Geodynamics / Géodynamique
HP–LT Variscan metamorphism in the Cubito-Moura schists (Ossa-Morena Zone, southern Iberia)
[Le métamorphisme varisque HP–BT des schistes de Cubito-Moura (zone d'Ossa Morena, Ibérie méridionale)]
Comptes Rendus. Géoscience, Volume 338 (2006) no. 16, pp. 1260-1267.

Résumés

Multi-equilibrium thermobarometry shows that low-grade metapelites (Cubito-Moura schists) from the Ossa–Morena Zone underwent HP–LT metamorphism from 340–370 °C at 1.0–0.9 GPa to 400–450 °C at 0.8–0.7 GPa.

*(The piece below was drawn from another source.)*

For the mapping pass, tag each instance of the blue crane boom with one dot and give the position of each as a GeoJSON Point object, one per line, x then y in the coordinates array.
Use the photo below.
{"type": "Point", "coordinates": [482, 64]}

These HP–LT equilibriums were reached by parageneses including white K mica, chlorite and chloritoid, which define the earliest schistosity (S1) in these rocks. The main foliation in the schists is a crenulation cleavage (S2), which developed during decompression from 0.8–0.7 to 0.4–0.3 GPa at increasing temperatures from 400–450 °C to 440–465 °C. Fe3+ in chlorite decreased greatly during prograde metamorphism from molar fractions of 0.4 determined in syn-S1 chlorites down to 0.1 in syn-S2 chlorites. These new data add to previous findings of eclogites in the Moura schists indicating that a pile of allochtonous rocks situated next to the Beja-Acebuches oceanic amphibolites underwent HP–LT metamorphism during the Variscan orogeny.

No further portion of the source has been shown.